Se o poço demonstrar que há petróleo e gás economicamente exploráveis, plataformas submarinas serão instaladas na região, navios-tanques e rebocadores serão deslocados e até refinarias poderão ser instaladas. Será uma parafernália igual à existente na bacia de Campos, no Estado do Rio. Com uma diferença essencial: ela operará em plena Amazônia, em meio à mais rica biodiversidade existente no planeta, com rios, florestas e mais de dois mil quilômetros de manguezais.


Luta inglória


Flávio Garcia alertou a secretária, Mary Alegrette, para a necessidade de um posicionamento do MMA em relação à exploração petrolífera na foz do Amazonas







Mary Alegrette frustrou trabalho de ambientalista


Ex-consultor do PNUD, Flávio Garcia tentou sensibilizar o Ministério do Meio Ambiente para obter seu apoio a um programa de gestão ambiental do estuário do Amazonas.


Atuando na Secretaria de Coordenação da Amazônia, pertencente à Coordenação de Gestão Ambiental do Ministério e à Secretaria de Coordenação da Amazônia, Garcia alertou a secretária, Mary Alegrette, para a necessidade de um posicionamento do Ministério em relação à exploração petrolífera no estuário do Amazonas.


A Secretária – conforme Garcia relatou à Folha do Meio Ambiente – chegou a estimulá-lo a promover uma reunião com todos os setores interessados.


A reunião foi realizada no dia 12 de dezembro do ano passado, e o produto resultante foi uma minuta de Portaria, a ser assinada pelo Ministro do Meio Ambiente, Sarney Filho, constituindo um Grupo de Trabalho de Gestão Ambiental do Estuário do Amazonas.


A proposta foi levada a Alegrette que jamais se pronunciou sobre o assunto, nem deu qualquer explicação. Essa frustração, segundo Garcia, foi o principal motivo que o levou a não renovar o contrato de trabalho com o PNUD. Seu contrato encerrou-se no dia 28 de fevereiro passado, e ele achou melhor afastar-se do Ministério do Meio Ambiente.

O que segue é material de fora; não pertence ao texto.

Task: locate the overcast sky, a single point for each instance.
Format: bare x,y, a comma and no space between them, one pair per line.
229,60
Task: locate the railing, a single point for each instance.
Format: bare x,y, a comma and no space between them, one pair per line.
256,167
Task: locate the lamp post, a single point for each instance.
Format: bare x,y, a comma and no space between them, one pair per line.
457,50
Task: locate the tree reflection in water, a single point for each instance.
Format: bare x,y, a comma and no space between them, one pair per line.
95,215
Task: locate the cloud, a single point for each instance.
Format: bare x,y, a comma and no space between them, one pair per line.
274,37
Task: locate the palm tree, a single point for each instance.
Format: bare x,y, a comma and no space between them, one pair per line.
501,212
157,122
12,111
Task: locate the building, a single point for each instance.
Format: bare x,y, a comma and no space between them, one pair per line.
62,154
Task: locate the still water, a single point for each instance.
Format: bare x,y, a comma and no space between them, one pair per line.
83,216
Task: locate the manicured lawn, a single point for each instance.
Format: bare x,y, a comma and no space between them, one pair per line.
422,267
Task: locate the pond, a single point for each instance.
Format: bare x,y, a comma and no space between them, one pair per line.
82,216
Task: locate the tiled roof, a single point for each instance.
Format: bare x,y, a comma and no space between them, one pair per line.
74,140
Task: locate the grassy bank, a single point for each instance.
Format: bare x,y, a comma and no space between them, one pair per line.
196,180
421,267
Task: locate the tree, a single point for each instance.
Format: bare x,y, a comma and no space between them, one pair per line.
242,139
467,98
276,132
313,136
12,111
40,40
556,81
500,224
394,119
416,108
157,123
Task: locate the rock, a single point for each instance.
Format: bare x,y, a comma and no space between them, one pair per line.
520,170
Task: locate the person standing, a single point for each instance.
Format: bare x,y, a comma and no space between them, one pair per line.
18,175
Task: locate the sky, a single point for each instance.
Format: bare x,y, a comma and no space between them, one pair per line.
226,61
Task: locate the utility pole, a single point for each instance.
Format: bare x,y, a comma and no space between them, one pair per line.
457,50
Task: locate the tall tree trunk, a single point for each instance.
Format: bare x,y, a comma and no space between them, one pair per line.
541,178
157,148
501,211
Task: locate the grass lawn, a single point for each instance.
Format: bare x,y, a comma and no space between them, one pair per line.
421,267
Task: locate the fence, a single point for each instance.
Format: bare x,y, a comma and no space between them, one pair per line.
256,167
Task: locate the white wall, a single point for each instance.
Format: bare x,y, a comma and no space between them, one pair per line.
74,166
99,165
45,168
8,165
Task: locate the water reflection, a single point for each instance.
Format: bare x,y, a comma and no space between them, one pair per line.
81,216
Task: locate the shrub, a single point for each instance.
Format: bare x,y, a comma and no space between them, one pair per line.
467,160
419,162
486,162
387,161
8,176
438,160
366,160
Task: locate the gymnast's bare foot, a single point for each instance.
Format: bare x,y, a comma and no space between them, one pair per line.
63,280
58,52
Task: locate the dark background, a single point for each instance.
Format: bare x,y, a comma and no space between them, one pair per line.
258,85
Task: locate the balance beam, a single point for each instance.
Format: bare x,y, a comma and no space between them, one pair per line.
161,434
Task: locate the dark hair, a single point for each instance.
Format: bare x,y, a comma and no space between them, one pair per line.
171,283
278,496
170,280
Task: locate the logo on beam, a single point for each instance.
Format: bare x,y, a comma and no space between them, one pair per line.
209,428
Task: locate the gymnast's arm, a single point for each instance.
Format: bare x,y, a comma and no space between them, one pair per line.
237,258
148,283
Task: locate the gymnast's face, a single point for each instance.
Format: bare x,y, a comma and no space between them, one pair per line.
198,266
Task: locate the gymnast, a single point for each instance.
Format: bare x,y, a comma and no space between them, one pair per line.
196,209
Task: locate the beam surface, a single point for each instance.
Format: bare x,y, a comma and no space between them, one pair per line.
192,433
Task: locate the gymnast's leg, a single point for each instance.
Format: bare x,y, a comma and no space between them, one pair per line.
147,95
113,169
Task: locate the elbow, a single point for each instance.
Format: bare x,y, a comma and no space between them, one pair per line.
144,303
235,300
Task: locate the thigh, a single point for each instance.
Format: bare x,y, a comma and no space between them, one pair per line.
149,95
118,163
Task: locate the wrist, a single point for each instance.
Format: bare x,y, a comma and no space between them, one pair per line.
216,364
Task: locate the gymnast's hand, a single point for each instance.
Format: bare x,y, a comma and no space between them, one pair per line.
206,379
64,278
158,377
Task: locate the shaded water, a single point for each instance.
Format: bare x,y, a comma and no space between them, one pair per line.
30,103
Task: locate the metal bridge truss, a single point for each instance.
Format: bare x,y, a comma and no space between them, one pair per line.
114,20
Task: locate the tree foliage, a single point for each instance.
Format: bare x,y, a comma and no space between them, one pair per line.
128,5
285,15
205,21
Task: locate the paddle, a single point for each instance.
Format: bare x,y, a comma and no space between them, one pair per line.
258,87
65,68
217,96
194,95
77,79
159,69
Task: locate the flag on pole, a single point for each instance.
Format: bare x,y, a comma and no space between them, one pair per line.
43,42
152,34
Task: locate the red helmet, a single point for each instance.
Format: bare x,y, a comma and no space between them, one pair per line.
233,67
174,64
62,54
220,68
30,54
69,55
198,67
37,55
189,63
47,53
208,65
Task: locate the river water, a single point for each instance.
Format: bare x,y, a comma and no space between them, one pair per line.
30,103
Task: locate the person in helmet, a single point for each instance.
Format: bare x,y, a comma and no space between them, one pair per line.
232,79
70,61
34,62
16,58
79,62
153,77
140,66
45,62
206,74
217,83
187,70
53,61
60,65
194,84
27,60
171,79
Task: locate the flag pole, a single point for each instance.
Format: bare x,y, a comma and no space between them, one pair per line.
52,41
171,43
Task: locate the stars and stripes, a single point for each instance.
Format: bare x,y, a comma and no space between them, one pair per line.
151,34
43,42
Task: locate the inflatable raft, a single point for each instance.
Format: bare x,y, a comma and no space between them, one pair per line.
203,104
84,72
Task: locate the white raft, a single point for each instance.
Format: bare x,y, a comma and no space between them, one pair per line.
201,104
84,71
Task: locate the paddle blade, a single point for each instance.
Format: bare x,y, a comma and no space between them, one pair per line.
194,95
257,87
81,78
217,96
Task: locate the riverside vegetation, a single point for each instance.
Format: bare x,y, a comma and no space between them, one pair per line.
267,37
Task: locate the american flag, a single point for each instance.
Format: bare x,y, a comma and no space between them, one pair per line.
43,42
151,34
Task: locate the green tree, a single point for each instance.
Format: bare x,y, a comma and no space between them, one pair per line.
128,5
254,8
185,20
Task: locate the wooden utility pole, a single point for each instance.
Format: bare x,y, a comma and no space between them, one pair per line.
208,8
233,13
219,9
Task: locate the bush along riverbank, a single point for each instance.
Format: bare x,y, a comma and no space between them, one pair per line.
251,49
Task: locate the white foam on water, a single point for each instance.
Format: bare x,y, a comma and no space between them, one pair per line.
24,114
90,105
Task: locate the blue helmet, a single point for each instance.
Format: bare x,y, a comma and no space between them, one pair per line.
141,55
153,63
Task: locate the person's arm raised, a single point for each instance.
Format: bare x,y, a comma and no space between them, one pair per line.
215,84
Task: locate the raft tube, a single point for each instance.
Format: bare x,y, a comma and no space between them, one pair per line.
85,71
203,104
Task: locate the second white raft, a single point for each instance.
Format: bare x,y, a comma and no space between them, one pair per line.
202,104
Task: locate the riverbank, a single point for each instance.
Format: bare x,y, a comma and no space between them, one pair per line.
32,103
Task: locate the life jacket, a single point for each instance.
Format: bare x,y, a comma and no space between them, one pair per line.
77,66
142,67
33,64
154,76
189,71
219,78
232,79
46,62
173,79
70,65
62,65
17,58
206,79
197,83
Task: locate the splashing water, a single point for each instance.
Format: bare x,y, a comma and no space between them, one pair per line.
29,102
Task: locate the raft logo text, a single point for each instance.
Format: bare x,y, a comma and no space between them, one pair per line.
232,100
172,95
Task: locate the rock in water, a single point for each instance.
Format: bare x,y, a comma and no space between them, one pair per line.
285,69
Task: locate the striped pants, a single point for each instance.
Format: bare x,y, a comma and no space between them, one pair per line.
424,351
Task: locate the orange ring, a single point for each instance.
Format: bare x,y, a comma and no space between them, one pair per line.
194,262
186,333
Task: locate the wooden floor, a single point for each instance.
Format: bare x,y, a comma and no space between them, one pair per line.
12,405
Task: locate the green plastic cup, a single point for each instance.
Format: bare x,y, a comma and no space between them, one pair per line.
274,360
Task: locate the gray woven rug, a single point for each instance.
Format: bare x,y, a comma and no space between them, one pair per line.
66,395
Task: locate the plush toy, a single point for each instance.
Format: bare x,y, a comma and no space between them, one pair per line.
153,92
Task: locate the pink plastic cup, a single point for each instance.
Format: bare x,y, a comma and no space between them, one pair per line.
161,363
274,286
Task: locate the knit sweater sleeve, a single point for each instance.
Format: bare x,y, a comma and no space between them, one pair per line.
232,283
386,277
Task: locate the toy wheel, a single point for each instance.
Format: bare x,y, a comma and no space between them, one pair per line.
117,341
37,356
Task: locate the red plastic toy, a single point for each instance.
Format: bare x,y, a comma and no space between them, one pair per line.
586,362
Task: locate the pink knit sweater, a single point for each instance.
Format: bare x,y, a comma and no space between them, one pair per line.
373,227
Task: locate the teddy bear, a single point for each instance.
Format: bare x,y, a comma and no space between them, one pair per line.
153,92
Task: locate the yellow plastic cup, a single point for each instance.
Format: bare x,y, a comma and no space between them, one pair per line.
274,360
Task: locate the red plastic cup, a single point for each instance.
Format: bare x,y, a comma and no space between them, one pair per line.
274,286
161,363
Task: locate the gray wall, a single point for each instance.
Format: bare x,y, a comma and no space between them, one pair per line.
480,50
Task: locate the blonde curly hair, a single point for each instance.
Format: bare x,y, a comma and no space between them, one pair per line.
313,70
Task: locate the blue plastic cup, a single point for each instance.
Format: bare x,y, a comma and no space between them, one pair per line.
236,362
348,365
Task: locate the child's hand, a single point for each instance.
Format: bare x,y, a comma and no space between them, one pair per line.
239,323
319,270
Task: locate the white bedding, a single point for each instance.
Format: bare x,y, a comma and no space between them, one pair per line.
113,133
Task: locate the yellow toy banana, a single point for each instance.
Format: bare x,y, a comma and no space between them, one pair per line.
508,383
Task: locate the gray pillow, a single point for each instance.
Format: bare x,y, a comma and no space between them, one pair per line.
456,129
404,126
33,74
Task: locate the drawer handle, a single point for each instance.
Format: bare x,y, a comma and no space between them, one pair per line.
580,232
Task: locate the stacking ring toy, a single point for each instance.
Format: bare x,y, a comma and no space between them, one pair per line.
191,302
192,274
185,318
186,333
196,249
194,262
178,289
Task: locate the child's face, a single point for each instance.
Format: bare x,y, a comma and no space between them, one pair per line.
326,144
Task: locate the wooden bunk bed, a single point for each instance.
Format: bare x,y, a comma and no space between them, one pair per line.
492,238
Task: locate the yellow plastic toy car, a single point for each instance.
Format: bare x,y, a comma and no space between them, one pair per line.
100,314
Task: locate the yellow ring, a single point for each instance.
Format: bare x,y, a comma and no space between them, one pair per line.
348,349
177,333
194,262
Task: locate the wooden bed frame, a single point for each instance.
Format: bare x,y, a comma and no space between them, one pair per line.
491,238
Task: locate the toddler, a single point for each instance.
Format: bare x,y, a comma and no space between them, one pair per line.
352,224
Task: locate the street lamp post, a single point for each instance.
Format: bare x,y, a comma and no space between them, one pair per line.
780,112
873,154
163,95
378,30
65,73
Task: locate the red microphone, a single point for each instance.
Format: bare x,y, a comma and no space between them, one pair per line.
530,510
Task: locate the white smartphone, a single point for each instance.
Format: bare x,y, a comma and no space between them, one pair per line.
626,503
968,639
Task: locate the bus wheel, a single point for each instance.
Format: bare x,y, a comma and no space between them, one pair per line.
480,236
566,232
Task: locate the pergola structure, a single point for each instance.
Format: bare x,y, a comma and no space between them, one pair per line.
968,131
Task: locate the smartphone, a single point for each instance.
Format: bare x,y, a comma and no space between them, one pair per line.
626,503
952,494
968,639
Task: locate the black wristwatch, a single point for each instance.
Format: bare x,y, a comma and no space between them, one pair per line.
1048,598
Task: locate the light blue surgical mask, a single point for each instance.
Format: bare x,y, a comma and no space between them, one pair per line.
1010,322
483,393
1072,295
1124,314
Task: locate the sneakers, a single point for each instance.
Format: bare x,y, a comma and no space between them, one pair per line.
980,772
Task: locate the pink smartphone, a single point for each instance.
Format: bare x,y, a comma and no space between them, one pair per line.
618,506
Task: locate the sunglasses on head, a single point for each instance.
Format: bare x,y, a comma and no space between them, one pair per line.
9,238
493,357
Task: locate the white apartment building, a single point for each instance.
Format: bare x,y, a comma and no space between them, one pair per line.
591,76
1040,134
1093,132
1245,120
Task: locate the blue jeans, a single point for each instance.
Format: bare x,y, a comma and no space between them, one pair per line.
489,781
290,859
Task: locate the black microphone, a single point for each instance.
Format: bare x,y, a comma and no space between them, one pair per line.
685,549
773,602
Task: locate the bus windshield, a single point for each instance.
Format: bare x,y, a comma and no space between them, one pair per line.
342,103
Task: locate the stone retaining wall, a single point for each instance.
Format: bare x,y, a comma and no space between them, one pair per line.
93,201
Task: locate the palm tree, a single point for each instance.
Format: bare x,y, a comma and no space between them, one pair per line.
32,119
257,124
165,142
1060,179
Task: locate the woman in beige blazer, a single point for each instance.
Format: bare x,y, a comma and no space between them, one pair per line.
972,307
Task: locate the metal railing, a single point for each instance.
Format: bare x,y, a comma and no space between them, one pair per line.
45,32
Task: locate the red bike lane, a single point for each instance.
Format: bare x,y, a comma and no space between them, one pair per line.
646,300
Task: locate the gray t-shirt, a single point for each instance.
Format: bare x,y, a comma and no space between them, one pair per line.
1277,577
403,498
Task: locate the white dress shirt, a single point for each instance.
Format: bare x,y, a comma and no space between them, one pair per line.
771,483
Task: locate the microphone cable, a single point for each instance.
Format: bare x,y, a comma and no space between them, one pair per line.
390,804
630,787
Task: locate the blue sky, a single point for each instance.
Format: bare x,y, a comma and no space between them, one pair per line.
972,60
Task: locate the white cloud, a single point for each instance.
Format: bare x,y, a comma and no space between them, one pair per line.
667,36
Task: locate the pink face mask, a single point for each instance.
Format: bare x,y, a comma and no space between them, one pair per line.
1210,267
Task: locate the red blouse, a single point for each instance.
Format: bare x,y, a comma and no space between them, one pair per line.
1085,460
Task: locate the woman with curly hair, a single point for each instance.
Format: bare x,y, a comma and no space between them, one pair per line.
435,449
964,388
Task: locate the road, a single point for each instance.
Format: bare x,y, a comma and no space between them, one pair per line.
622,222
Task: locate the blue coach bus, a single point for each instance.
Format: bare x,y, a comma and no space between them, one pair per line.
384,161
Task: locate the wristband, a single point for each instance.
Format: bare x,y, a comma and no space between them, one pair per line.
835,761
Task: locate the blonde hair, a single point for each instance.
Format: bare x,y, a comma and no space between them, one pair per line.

O risco ambiental de um poço de petróleo


A perfuração de um poço submarino, segundo os especialistas, gera uma quantidade significativa de fragmentos de rocha, que devem ser gerenciados. Segundo o senador paraense Luiz Otávio, um dos entusiastas da exploração petrolífera na Amazônia, e particularmente, em seu Estado, os executivos da BP “já têm planos consolidados para limpeza e remoção desses fragmentos, inclusive como parte do estudo ambiental de pré-produção”.


O senador afirmou, baseado em garantia que lhe teria sido dada por um diretor da BP, que a empresa “adotou todos os cuidados necessários para que as operações de perfuração não resultem em emissões não controladas de substâncias nocivas ao meio ambiente, sejam elas sólidas, líquidas ou gasosas”.


Mas os ambientalistas temem que o pior possa acontecer e lembram que a Equatorean Amazon, empresa da Petroecuador, estatal de petróleo do Equador, está processando a Texaco, sua antiga parceira, por ter devastado, em vinte anos de exploração petrolífera, na floresta amazônica equatoriana, um santuário de biodiversidade, com mais de dez mil espécies de vegetais, peixes e aves.


Devido aos rejeitos tóxicos da exploração ou do vazamento de óleo cru, – mais de 50 milhões de barris – surgiram entre os 30 mil habitantes de San Carlos, cidade da região, inúmeros casos de câncer. Os ambientalistas acham que a catástrofe ecológica promovida pela Texaco, nessa parte da Amazônia, foi superior à causada, há tempos, pelos vazamentos de óleo da Exxon Valdez, no Alaska.